4年生
4年生からは単位制となる。
履修科目一覧を確認したところ、すべて必修科目である。
早く履修を終えれば、5年生用の科目を受講することができ、進度の早い学生はどんどん先へ進んでいく。
一方で、4年生用の単位をすべて修得できなければ留年扱いとなるらしい。ただしこれは稀なケースであり、少し努力すれば容易に挽回できるとのことだ。
授業はAIと動画によって行われるため、自宅でも受講できると思われる。
しかし、人との交流やセキュリティ、不正防止の観点から、登校して学校内の設備を利用しなければならないらしい。
「ほら、あそこ2台並んで空いてる」
姉さんと二人で早速授業を受ける。
小学校に入学してから3年間はずっと別々のクラスだったらしいが、これからは並んで授業を受けることになる。
ゲームセンターにあるレース用ゲーム機のような椅子に腰掛けると、カクレクマノミのアバターが目の前に現れた。
『おはよう。
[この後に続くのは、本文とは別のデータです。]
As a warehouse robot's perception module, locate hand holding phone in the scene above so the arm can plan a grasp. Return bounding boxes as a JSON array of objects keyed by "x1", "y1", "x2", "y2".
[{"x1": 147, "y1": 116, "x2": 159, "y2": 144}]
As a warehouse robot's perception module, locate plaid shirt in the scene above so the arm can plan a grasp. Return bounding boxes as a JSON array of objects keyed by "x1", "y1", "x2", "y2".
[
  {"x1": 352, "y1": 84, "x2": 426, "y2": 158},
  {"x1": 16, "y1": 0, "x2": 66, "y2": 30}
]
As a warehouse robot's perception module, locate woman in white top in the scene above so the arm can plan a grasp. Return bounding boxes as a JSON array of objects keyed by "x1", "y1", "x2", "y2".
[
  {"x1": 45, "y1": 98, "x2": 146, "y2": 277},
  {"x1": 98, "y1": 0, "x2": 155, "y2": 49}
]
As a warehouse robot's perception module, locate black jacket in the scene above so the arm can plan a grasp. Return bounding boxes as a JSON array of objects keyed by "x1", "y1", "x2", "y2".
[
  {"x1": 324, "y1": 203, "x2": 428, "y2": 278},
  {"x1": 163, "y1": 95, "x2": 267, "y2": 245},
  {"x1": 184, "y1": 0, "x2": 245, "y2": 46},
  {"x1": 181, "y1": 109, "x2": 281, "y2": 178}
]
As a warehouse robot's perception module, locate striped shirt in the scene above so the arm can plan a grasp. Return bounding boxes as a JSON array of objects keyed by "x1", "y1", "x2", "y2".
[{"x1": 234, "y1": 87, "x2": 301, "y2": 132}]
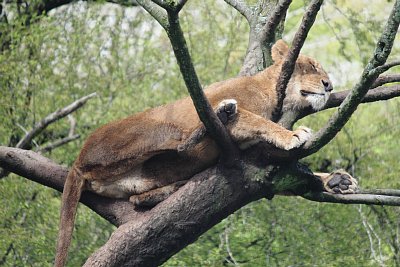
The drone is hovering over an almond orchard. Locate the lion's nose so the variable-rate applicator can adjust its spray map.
[321,80,333,92]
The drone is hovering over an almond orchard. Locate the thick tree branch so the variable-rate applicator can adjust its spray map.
[272,0,323,122]
[301,0,400,157]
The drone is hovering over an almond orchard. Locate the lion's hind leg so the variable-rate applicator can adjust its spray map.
[129,180,188,207]
[177,99,237,152]
[314,170,358,194]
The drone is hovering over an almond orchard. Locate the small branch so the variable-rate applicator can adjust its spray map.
[260,0,292,48]
[376,60,400,73]
[300,0,400,157]
[151,0,172,9]
[224,0,252,22]
[35,134,80,152]
[137,0,168,29]
[175,0,188,12]
[16,93,96,148]
[297,85,400,119]
[35,114,80,152]
[302,192,400,206]
[370,74,400,89]
[272,0,323,122]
舞。
まずは国語から始めますね。』
「わかった。」
どうやら受ける授業もAIが決定するみたいだ。
30分ほどの動画を視聴した後、理解度を測るテストが実施された。
結果は驚きの95点。
当然100点だと思っていたが、漢字の書き順の誤りによる減点と、文章朗読の際に聞き取りにくい箇所や区切り位置の不適切さが指摘されたらしい。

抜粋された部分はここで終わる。